Beyond influencing rates of depreciation, connectivity will have another major impact on the automotive industry. Today, depreciation is estimated with inferences, heuristics, and averages. Only when the vehicle is finally sold do the accuracy of these value predictions for the specific vehicle become evident.
However, with connected-EV’s, this averaging methodology will be replaced by vehicle-specific data analysis based on real-time vehicle data feeds. Car value and depreciation will be programmatically measured for each car on a continual basis. Car specific information such as mileage, battery degradation, acceleration stress, as well as details of vehicle options such as which software and hardware packages are installed are now all available minute-by-minute through software interfaces. Individualized vehicle analysis will be much more accurate than on an ICE drivetrain because electric drivetrains do not share the inconsistency of maintenance problems that often occur on ICE—transmissions, gaskets, and timing belts. This can then be correlated with real-time market data for both sales and rentals on sharing platforms to determine sale and cash flow values. The overall data models on services like Carmiq now adjust themselves on a real-time basis as pricing data comes in from sales and rentals.
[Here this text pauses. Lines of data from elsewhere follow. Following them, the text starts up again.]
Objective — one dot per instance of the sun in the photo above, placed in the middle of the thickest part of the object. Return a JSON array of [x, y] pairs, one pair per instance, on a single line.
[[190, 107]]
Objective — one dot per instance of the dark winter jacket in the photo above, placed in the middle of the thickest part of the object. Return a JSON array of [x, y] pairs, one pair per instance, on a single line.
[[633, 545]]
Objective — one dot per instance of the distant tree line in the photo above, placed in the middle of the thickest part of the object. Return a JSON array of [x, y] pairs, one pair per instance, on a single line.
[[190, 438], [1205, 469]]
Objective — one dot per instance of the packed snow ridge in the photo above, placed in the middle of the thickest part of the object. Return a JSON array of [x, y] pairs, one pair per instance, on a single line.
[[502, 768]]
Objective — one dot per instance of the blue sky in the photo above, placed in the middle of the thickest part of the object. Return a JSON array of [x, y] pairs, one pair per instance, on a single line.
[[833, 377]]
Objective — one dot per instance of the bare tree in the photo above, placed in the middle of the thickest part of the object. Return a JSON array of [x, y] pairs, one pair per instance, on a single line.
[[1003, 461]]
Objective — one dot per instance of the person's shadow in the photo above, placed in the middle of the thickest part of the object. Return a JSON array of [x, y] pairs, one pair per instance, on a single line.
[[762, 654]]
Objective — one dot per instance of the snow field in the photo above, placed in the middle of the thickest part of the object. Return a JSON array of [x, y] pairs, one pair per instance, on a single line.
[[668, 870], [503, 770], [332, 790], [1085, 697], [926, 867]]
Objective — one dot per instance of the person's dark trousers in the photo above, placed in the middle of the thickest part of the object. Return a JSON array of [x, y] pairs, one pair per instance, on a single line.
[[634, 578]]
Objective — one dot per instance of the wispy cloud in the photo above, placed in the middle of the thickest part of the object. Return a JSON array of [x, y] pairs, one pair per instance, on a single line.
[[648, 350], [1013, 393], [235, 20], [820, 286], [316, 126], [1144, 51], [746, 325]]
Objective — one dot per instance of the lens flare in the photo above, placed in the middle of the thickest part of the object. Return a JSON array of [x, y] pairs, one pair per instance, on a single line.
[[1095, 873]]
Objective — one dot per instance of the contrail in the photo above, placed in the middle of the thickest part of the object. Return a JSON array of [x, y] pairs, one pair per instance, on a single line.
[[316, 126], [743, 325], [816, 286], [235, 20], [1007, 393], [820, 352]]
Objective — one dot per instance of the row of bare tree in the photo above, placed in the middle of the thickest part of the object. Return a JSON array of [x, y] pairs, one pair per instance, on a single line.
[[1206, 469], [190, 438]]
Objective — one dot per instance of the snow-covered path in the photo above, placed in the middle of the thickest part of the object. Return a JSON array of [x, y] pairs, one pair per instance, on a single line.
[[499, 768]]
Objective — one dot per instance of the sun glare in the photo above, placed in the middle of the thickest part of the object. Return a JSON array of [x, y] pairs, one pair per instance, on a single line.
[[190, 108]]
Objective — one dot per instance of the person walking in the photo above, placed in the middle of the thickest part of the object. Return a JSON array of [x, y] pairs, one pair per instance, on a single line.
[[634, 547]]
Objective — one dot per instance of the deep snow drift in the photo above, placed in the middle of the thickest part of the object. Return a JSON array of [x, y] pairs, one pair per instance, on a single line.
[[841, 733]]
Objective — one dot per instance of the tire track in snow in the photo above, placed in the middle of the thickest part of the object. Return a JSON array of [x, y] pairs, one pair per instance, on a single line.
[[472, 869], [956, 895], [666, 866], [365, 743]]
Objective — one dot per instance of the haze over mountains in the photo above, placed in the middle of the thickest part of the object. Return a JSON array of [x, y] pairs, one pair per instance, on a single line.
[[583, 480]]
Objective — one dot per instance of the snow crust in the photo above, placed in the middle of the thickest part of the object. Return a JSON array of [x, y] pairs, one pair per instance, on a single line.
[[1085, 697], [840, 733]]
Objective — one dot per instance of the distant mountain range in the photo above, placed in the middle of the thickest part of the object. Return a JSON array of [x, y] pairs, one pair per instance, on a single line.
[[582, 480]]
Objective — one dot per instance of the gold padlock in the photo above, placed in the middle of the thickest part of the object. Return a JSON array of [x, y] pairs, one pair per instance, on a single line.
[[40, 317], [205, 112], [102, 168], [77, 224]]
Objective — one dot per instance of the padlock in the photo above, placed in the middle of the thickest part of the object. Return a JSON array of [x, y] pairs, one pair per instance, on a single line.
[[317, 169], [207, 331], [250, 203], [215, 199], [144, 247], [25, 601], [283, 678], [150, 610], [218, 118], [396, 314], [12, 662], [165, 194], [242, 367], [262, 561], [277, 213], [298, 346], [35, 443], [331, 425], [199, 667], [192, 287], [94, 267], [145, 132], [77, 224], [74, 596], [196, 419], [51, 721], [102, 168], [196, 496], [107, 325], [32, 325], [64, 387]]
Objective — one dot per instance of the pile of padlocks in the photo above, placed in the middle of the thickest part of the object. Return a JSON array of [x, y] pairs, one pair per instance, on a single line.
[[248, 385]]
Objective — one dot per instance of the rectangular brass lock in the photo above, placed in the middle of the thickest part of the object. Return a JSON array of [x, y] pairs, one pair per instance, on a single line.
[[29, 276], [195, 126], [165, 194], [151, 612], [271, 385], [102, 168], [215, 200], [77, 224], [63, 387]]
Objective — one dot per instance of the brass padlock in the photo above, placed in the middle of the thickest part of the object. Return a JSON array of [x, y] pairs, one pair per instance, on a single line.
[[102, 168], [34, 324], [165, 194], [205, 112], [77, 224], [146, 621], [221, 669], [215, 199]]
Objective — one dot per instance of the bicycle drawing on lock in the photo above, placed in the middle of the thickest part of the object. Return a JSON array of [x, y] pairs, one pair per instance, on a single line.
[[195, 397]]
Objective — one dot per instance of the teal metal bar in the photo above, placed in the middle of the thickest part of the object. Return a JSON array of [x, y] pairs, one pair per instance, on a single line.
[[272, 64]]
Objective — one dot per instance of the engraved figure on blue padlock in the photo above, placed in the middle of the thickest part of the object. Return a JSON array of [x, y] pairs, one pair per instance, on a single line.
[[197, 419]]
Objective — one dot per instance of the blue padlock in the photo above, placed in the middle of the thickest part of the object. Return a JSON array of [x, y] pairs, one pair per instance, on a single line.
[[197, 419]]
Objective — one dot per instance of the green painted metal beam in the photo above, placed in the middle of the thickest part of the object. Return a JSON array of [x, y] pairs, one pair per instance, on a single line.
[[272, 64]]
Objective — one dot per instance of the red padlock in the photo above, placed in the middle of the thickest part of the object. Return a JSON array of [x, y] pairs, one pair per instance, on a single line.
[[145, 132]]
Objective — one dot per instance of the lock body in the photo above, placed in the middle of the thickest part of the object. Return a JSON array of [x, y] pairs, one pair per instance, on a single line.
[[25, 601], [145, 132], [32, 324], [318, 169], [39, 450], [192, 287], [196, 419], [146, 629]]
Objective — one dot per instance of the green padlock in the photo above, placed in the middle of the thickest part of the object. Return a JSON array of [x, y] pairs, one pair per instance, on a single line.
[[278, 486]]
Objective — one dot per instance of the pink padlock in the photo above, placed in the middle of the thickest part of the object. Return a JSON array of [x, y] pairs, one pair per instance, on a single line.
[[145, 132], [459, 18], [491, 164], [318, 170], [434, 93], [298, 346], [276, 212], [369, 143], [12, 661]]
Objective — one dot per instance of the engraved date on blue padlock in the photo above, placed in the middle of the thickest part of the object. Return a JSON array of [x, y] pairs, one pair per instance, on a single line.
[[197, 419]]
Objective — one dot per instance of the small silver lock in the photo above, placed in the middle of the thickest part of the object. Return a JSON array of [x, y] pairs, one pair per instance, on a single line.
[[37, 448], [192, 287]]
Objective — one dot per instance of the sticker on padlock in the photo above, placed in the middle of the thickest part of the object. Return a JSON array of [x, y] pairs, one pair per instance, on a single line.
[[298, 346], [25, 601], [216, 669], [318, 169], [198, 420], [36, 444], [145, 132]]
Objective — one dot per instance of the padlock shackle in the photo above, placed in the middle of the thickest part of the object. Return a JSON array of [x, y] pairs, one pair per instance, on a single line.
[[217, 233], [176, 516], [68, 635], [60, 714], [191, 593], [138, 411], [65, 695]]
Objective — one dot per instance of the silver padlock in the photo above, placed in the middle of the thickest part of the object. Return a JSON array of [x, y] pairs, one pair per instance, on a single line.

Measurement of depreciation on a vehicle-by-vehicle basis is especially important for peer to peer sharing scenarios. With a rental car company, any given rental may lose money due to “unlimited free miles”, but as long as the average is positive, the rental car company is happy. But for peer to peer networks, every rental transaction must be demonstrably cash flow positive for the owner. Tesloop’s “Carmiq Value” feature now automatically queries a Tesla Model S and can provide a real-time valuation instantly, before and after the rental transaction.
While the accuracy of vehicle valuation is currently limited by the relatively sparse data available for the models, this method should become the most effective valuation tool as an increasing quantity of listing and sale data is collected in the coming months.
While it is not yet fully appreciated due to the relative lack of empirical data, it is likely that modern EV’s due to superior attributes of the drivetrains, will begin to demonstrate increasingly higher residual values. It is interesting to consider how this emerging generation of vehicles will affect the value of the hundreds of millions of ICE vehicles. Adam Jonas, Morgan Stanley’s veteran auto analyst, has cautioned of a point where the appeal of these new, electric, semi-autonomous vehicles starts to materially change the desirability of old unconnected cars, which will increasingly be perceived as less desirable in the market. The impact on the capital markets and industry as this transpires may be severe.
In the next few years, the art and science of depreciation will rapidly evolve into a landscape of connected, electric, and increasingly autonomous vehicles. As these vehicles begin to attached to networks that enable both behavioral analysis and effortless sharing—which creates continual monetization opportunities—a new real-time data science for depreciation will emerge. And as this new residual math increasingly accounts for characteristics of modern connected-EV’s, it is likely to bring unprecedented economic transformation to the automobile market.